Ah.......it's a female


----------



## LOAH (Sep 29, 2007)

Well pardon me.

:lol: 

Did you invite her in for a glass of wine, then?


----------



## wyogoob (Sep 7, 2007)

LOAH said:


> Well pardon me.
> 
> :lol:
> 
> Did you invite her in for a glass of wine, then?

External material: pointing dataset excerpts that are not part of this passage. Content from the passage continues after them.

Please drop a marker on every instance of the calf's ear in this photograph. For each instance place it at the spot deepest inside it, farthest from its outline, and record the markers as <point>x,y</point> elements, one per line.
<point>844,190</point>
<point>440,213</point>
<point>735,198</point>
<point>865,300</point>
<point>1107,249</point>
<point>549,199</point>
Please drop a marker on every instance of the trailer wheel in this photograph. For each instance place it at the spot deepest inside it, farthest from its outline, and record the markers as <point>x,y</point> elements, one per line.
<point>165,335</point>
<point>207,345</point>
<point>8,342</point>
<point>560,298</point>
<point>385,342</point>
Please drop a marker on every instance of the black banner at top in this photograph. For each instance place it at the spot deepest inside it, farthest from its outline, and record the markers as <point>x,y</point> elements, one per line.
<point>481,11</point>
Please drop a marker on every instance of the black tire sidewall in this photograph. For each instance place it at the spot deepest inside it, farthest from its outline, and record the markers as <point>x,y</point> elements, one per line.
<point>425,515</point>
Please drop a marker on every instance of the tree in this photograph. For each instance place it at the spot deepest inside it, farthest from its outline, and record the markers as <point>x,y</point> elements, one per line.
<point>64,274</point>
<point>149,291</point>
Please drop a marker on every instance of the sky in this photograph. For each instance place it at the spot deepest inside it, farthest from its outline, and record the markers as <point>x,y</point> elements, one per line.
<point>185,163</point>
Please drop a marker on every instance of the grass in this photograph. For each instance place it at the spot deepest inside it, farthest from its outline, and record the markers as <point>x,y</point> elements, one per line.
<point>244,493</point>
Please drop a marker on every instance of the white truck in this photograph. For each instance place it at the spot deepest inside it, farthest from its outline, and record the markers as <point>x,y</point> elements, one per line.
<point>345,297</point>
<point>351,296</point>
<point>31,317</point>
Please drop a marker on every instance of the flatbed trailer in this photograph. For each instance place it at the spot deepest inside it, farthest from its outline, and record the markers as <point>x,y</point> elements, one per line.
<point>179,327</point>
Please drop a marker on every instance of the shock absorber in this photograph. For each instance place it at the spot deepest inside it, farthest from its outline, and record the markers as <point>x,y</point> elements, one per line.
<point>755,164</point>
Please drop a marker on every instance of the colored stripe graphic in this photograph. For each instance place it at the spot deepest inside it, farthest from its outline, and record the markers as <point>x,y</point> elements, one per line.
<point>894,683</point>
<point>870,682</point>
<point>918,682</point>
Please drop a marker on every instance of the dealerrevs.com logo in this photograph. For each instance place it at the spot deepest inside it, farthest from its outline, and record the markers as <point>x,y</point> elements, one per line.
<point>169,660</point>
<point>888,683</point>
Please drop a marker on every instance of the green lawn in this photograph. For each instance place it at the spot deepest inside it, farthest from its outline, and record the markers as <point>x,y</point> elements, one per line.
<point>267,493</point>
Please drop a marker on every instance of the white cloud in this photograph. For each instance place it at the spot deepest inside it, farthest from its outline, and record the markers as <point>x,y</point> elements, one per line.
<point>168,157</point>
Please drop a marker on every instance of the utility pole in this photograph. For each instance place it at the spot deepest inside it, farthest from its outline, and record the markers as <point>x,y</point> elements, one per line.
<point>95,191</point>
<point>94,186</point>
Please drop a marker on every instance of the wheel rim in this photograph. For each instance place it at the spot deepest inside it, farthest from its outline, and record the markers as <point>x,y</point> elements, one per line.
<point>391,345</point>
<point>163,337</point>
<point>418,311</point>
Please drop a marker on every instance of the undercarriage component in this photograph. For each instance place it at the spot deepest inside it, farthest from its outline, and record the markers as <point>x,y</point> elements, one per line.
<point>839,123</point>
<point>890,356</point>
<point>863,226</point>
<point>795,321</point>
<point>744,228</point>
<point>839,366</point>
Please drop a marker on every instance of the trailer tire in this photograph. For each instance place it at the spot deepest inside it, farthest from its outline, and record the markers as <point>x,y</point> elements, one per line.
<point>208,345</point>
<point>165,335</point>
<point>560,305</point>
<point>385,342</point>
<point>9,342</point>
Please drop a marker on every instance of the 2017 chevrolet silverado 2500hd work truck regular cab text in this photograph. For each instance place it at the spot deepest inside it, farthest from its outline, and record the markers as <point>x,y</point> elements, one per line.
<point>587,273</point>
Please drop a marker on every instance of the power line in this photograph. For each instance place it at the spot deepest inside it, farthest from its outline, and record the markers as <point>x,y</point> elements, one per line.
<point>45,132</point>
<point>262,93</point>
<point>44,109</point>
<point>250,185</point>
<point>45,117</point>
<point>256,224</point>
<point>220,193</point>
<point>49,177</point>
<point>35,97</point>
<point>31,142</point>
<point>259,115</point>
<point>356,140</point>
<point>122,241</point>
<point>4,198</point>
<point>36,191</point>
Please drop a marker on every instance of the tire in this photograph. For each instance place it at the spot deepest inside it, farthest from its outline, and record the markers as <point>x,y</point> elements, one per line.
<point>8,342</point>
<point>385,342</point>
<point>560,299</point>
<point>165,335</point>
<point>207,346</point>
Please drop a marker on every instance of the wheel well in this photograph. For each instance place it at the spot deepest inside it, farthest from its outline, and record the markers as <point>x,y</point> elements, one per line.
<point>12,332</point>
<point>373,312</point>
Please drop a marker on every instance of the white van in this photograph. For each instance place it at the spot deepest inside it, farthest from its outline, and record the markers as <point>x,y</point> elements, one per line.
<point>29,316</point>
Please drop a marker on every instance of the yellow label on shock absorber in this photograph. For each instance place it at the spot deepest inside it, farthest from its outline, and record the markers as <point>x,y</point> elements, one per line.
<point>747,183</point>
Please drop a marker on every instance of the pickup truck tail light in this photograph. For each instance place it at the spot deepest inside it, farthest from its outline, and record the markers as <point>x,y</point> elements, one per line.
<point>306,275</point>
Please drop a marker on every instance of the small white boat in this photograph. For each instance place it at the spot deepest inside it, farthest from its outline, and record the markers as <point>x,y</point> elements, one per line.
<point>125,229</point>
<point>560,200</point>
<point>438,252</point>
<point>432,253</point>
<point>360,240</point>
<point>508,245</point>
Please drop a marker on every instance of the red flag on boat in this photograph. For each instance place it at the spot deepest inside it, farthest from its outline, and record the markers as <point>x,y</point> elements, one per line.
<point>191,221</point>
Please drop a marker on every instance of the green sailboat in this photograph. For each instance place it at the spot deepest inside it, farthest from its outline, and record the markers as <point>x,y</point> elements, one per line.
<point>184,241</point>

I wanted to, but I was a passenger in a drift boat going down the Green.


----------



## 12 Volt Man (Sep 7, 2007)

Looks like it's about to do something crazy in that first pic.


----------



## ACHY (Oct 18, 2007)

Um, that looks more like a great blue heron to me. Notice the yellow eyes. Black-crowned have red eyes. And shorter necks. They also have yellow legs. The one in your pic has gray legs.
http://www.birds.cornell.edu/AllAboutBirds/BirdGuide/Black-crowned_Night-Heron_dtl.html

Here's the link to the same page for the great blue. 
http://www.birds.cornell.edu/AllAboutBirds/BirdGuide/Great_Blue_Heron.html

Cool pictures, anyway.


----------



## wyogoob (Sep 7, 2007)

ACHY said:


> Um, that looks more like a great blue heron to me. Notice the yellow eyes. Black-crowned have red eyes. And shorter necks. They also have yellow legs. The one in your pic has gray legs.
> http://www.birds.cornell.edu/AllAboutBirds/BirdGuide/Black-crowned_Night-Heron_dtl.html
> 
> Here's the link to the same page for the great blue.
> ...


Yes, you are right, good catch. The size threw me off. It was a very small bird, young of the year my guess.


----------



## Chaser (Sep 28, 2007)

LOAH said:


> Well pardon me.
> 
> :lol:
> 
> Did you invite her in for a glass of wine, then?


[/quote]Yes, you are right, good catch. The size threw me off. It was a very small bird, young of the year my guess.[/quote]

I guess its a good thing you didn't propose an invite then, or you'd be the "perv"


----------